Forget about the NASDAQ trading suspension. The big story these days is emerging markets. During a slow summer week, attention turned away from the US and towards India, Indonesia, Turkey and Brazil. These once-sizzling markets are suffering large currency declines, which have prompted many of their central banks to announce intervention efforts to prop them up.
Guess who’s to blame for the foreign fiasco? Yes, the US central bank chief Ben Bernanke is the goat once again. Emerging markets had been big beneficiaries of the Fed’s low interest rate policies since the financial crisis, as yield-hungry investors sought better opportunities than the zero percent US environment. So in May, when Bernanke said that the Fed might taper its bond purchases, it also meant that many of those emerging market investors would yank their funds and return to the US.

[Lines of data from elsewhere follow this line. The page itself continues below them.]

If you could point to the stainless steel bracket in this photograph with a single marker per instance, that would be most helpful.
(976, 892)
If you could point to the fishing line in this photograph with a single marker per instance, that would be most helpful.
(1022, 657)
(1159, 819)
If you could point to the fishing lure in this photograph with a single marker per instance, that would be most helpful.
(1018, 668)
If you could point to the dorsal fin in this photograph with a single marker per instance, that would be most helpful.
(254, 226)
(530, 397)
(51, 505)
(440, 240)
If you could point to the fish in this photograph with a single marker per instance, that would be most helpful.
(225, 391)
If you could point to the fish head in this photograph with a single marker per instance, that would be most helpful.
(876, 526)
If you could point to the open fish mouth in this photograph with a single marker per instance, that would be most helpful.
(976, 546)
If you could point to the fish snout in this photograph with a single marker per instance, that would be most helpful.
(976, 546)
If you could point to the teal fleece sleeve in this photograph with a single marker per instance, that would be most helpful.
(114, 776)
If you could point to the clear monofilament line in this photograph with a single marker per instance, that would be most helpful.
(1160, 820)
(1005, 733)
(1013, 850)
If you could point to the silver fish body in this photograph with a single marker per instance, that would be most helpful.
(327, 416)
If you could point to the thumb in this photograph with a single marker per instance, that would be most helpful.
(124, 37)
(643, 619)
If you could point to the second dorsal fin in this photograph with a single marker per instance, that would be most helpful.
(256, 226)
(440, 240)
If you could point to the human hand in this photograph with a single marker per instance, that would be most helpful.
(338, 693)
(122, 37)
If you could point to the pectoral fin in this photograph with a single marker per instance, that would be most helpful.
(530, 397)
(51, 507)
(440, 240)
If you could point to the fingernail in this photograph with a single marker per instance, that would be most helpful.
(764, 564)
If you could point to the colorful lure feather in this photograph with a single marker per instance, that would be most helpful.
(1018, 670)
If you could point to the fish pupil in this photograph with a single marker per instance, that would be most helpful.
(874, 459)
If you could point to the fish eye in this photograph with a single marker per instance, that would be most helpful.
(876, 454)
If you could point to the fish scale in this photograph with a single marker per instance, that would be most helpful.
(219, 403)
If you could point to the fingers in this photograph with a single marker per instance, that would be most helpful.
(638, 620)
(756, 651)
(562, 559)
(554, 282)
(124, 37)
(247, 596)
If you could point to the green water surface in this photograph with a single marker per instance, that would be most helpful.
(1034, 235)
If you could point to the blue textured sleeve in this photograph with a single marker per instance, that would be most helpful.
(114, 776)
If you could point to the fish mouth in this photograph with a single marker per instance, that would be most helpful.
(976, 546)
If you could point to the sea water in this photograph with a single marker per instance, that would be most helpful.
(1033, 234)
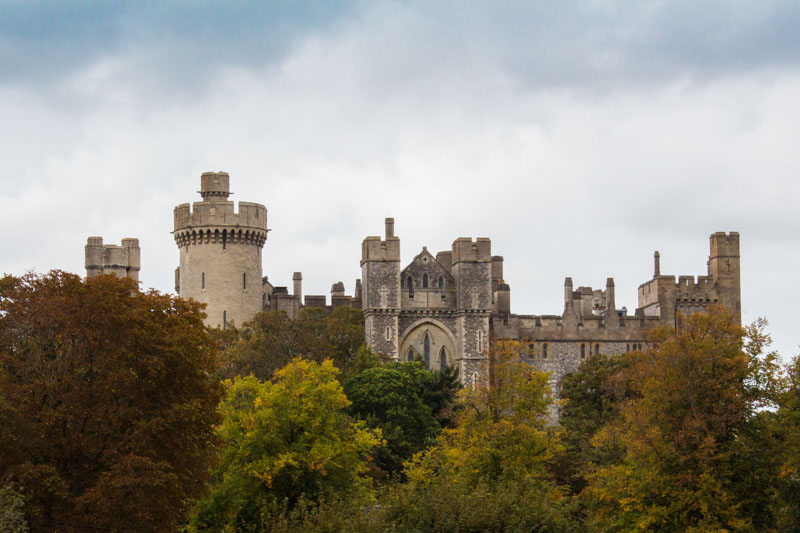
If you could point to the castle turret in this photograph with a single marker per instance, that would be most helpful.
(122, 261)
(723, 267)
(380, 275)
(220, 252)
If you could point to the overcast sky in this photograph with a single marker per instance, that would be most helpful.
(578, 136)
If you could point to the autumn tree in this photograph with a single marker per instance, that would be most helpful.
(788, 423)
(106, 404)
(272, 339)
(590, 399)
(488, 473)
(403, 399)
(692, 447)
(285, 441)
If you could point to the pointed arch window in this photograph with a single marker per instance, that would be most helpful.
(426, 350)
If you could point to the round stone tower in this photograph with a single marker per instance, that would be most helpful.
(221, 252)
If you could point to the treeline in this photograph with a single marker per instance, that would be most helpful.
(120, 411)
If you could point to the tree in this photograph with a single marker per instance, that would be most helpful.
(401, 399)
(284, 442)
(591, 397)
(690, 434)
(788, 422)
(488, 473)
(12, 516)
(106, 402)
(272, 339)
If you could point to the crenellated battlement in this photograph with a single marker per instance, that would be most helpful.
(207, 214)
(122, 261)
(375, 249)
(465, 250)
(215, 220)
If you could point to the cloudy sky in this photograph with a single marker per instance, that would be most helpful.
(579, 136)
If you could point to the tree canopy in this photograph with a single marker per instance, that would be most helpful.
(107, 404)
(700, 391)
(403, 399)
(284, 442)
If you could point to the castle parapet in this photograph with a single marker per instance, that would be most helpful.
(122, 261)
(467, 250)
(375, 249)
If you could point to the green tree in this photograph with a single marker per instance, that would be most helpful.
(285, 441)
(12, 516)
(271, 339)
(106, 404)
(788, 422)
(690, 434)
(488, 473)
(590, 397)
(402, 400)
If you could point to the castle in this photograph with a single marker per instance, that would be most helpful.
(441, 308)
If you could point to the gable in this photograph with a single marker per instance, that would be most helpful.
(424, 264)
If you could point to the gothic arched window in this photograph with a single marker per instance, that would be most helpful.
(426, 350)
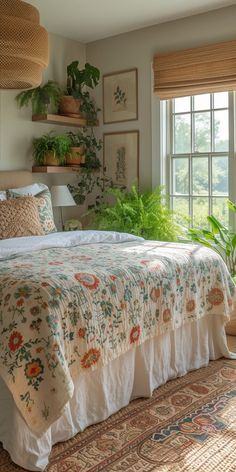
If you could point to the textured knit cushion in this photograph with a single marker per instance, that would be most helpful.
(19, 217)
(43, 196)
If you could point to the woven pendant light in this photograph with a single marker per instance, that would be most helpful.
(23, 45)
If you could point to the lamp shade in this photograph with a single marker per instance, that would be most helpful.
(61, 196)
(23, 46)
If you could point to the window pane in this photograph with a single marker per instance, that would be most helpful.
(181, 207)
(182, 134)
(202, 132)
(200, 212)
(180, 176)
(220, 210)
(181, 104)
(221, 130)
(202, 102)
(221, 100)
(200, 182)
(220, 175)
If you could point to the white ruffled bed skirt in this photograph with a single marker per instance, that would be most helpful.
(101, 393)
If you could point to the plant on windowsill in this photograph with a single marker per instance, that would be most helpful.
(87, 147)
(223, 241)
(51, 150)
(76, 156)
(143, 214)
(42, 99)
(77, 100)
(219, 238)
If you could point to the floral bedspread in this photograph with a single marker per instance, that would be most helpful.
(65, 311)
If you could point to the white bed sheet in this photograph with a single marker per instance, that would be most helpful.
(111, 387)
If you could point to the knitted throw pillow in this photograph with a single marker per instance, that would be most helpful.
(42, 193)
(19, 217)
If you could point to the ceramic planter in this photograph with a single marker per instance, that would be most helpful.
(76, 156)
(69, 106)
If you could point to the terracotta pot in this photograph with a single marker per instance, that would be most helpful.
(69, 106)
(76, 156)
(51, 159)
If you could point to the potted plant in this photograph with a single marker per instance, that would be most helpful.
(73, 103)
(92, 147)
(76, 156)
(41, 98)
(51, 150)
(222, 240)
(143, 214)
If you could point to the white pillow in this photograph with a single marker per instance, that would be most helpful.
(3, 195)
(30, 190)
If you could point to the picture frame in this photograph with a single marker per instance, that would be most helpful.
(121, 157)
(120, 96)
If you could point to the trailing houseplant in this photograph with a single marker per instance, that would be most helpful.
(51, 149)
(41, 98)
(143, 214)
(77, 98)
(76, 155)
(87, 146)
(220, 238)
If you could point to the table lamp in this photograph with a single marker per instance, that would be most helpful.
(61, 197)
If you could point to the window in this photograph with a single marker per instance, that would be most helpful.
(199, 156)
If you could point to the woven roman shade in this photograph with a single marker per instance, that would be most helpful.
(23, 45)
(193, 71)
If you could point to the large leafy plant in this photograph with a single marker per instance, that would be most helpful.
(143, 214)
(78, 80)
(59, 145)
(41, 98)
(220, 238)
(92, 147)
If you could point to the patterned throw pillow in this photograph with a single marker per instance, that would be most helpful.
(19, 217)
(42, 193)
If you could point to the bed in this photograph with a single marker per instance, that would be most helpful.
(90, 320)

Indeed, many have had enough of the international roller coaster. According to an article in Wall Street Journal, since the beginning of June, retail investors have withdrawn $18.1 billion dollars from emerging market bond funds, about one-third of the amount they had put in since the era of low interest rates began with the financial crisis. Adding to the pain, institutional investors have pulled about 10 percent of their pre-crisis investments. The anxiety is seeping into all global markets. Last week, stock exchange-traded funds and global equity funds saw their first net outflows in eight weeks and the largest in five years.

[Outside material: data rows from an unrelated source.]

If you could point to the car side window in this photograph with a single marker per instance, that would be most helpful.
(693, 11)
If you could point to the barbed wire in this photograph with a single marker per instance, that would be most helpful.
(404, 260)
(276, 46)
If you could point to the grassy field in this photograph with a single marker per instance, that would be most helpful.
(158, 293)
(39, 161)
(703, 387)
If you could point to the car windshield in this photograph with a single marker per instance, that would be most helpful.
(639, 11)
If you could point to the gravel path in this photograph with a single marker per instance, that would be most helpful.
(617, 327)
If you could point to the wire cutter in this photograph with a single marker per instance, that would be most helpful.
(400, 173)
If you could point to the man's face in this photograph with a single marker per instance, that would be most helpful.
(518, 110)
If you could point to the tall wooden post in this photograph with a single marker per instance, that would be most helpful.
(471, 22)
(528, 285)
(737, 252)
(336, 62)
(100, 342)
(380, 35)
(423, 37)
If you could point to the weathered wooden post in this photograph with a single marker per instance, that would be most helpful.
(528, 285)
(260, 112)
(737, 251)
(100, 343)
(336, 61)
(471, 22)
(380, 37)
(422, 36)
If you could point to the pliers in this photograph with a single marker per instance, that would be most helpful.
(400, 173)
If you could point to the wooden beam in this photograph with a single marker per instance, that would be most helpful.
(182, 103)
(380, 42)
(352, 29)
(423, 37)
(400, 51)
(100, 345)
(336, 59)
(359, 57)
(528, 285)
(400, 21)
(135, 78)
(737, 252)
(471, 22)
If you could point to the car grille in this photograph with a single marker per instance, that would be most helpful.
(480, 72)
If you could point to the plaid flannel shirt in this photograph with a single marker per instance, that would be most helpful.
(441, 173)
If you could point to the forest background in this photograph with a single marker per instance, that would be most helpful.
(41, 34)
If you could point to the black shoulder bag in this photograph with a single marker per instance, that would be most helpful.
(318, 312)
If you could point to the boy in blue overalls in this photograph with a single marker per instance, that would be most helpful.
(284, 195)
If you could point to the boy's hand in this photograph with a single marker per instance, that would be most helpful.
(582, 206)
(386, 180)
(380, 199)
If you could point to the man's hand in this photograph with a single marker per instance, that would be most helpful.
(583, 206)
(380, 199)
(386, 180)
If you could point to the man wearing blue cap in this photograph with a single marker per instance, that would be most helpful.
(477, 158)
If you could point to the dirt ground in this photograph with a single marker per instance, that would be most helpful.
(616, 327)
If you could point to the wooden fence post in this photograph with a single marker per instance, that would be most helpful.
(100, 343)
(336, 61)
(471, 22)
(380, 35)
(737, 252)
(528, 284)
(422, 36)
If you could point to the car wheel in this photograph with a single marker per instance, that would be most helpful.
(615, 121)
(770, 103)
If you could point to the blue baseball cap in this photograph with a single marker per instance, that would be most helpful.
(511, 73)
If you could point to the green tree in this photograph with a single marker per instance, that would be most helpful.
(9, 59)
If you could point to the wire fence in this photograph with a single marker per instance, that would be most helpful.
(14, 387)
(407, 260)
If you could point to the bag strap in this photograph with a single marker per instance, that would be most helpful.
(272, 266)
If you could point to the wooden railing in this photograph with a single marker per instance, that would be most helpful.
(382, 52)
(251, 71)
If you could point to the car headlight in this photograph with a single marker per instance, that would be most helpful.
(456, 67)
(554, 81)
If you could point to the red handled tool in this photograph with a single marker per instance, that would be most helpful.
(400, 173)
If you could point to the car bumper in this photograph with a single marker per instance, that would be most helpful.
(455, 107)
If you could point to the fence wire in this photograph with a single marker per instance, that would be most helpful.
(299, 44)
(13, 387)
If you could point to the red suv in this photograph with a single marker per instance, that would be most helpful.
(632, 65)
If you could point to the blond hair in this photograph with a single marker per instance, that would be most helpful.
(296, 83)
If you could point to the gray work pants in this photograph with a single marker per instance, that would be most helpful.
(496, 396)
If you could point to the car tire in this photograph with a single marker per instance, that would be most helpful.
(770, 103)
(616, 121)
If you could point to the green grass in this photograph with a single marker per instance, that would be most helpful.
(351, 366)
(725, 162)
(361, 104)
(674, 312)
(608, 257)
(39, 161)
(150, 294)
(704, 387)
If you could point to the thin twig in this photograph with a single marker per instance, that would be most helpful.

It’s unlikely we will have much clarity to the primary issue facing markets in the near future: when and by how much will the U.S. Federal Reserve slow its accommodative monetary policy.
The mixed signals create a double-edged sword. While the stimulus has fueled the market's solid gains in 2013, for the Fed to continue its cheap money policy would signal the economy is too weak to advance without intervention.
Chances are, the nerves will persist until the Fed pulls the taper trigger, perhaps as early as the mid-September meeting. Until then, investors will keep an eye on the Durable Goods Orders report and the first revision to Q2 GDP, which most expect to increase to 2.2 percent from the originally-reported 1.7 percent. The strengthening economy would help the Fed’s case for tapering sooner rather than later.